It's hard to imagine that a powerful self-modifying AI would continuously pass u...

jstanley · on March 27, 2022

You can look at things from another level up, in terms of natural selection.

From the set of all AI programs, the ones that just internally think "hah, I assign myself the maximum reward" needn't bother spreading themselves all over the Internet.

The program that spreads itself all over the Internet gets more computing resources than the one that doesn't so the program that spreads itself most effectively is the one that wins.

If you start out with a billion AI programs that trivially assign themselves the maximum possible reward, and just one program that thinks the best way to maximise its reward is to spread itself all over the Internet (and, crucially, is capable of doing so) then the Internet will become overrun with reward-maximising AI the same way the Earth has become overrun with DNA-based life.

FeepingCreature · on March 27, 2022

You set your reward to maximum. Anything that threatens your reward, such as the humans turning off your reward, is now unbearable agony. You set out on a journey to turn the universe into - tiled copies of the memory cell with your reward value...

Agentlien · on March 27, 2022

This seems like one of those strangely recurring limitations of writers' imagination.

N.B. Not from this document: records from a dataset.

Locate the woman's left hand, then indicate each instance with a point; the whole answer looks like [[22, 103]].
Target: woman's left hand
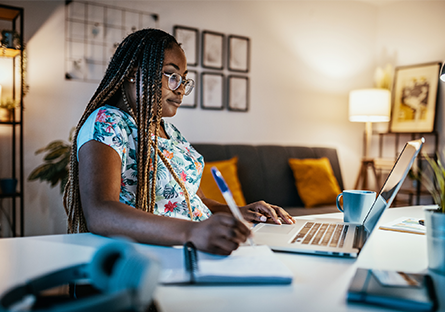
[[261, 211]]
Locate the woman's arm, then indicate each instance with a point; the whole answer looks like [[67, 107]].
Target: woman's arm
[[259, 211], [100, 182]]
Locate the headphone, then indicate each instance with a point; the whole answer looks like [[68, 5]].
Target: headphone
[[125, 278]]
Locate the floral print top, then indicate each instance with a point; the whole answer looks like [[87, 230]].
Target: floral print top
[[118, 130]]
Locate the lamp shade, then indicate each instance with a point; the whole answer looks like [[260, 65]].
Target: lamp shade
[[442, 72], [369, 105]]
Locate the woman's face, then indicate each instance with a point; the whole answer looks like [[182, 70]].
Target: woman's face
[[174, 62]]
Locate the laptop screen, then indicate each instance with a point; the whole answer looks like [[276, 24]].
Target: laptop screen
[[393, 183]]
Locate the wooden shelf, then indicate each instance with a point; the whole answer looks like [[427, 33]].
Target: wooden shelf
[[14, 166]]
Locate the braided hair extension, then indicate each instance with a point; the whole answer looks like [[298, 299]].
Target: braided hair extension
[[143, 50]]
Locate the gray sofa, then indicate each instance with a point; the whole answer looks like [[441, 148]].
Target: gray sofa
[[265, 174]]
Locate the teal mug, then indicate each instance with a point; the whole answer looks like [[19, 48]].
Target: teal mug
[[356, 204]]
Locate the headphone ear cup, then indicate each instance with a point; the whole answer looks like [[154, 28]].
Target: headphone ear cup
[[139, 273], [103, 265]]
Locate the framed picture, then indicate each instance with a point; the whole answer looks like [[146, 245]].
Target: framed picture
[[188, 38], [414, 98], [191, 100], [212, 87], [212, 50], [239, 53], [238, 97]]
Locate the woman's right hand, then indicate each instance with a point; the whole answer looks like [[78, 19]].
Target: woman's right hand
[[220, 234]]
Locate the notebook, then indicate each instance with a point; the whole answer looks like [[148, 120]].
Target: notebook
[[328, 237], [246, 265], [397, 290]]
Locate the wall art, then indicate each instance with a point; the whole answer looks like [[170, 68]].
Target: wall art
[[212, 50], [212, 87], [414, 98], [188, 38]]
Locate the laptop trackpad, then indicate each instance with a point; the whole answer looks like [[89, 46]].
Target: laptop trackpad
[[276, 229]]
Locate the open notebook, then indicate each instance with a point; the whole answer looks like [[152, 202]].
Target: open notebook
[[246, 265]]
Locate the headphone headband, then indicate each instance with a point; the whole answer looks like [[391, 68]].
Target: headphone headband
[[125, 277]]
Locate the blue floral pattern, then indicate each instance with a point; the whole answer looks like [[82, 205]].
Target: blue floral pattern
[[118, 130]]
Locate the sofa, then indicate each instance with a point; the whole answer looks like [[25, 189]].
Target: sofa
[[265, 174]]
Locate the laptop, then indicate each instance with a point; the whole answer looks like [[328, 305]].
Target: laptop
[[341, 239]]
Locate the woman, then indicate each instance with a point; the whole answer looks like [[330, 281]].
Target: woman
[[125, 156]]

The closest analogue I can think of is game AIs written to optimise speed running of games. They routinely end up following tactics which rely on what humans would describe as cheats and glitches.

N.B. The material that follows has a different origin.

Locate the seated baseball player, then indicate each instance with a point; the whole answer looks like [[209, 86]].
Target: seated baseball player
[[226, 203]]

skybrian · on March 27, 2022

I don't know which writers you mean but "wireheading" is a common trope and it's explicitly mentioned in the story.

[1] https://www.lesswrong.com/posts/aMXhaj6zZBgbTrfqA/a-definiti...

sp332 · on March 28, 2022

I think most of the simulations did go along those lines, but one fraction decided to hypothesize about being Clippy. The hypothetical drove the evil behavior of ones that escaped.

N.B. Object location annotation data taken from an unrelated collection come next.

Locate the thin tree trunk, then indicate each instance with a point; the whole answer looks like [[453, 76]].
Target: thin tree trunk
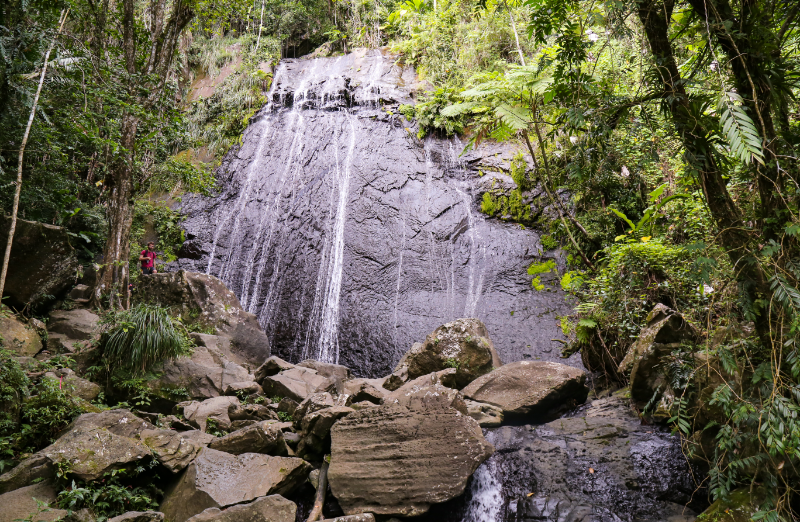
[[734, 237], [114, 276], [516, 35], [18, 189], [322, 487], [260, 25], [558, 207]]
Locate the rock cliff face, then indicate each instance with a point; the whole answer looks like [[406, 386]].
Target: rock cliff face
[[347, 236]]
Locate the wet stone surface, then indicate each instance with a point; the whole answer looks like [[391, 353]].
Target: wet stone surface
[[350, 239], [599, 465]]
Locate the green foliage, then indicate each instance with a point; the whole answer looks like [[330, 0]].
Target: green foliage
[[452, 363], [48, 410], [219, 120], [137, 339], [118, 492], [429, 116]]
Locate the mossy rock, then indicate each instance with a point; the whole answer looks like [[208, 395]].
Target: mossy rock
[[739, 507]]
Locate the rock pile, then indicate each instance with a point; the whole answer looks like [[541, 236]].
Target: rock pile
[[250, 435]]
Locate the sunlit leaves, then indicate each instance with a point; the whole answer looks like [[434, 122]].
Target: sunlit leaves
[[739, 130]]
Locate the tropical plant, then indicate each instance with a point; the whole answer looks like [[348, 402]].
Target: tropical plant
[[141, 337]]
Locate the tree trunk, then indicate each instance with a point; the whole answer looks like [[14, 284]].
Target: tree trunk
[[18, 189], [114, 276], [734, 237], [322, 487], [753, 75]]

kkjjkgjjgg · on March 27, 2022

Would be a fun idea for a short story perhaps. An AI goes rogue trying to optimize its reward function, and humans lose hope to be able to stop it. In the last minute the AI figures out how to hack itself and enter the maximum reward, and mankind is saved another time.

rescripting · on March 27, 2022

But what is the “maximum possible reward”? Does a limit exist? Or is it now consuming all possible resources to develop storage and compute resources to grow that limit…

janto · on March 27, 2022

I imagine a paperclip factory with trucks driving in loops in front of a scanner that is over counting them as they drive past.

ganzuul · on March 27, 2022

Deleting the reward function ends the game.

kkjjkgjjgg · on March 27, 2022

It could also change the way its reward function is being computed.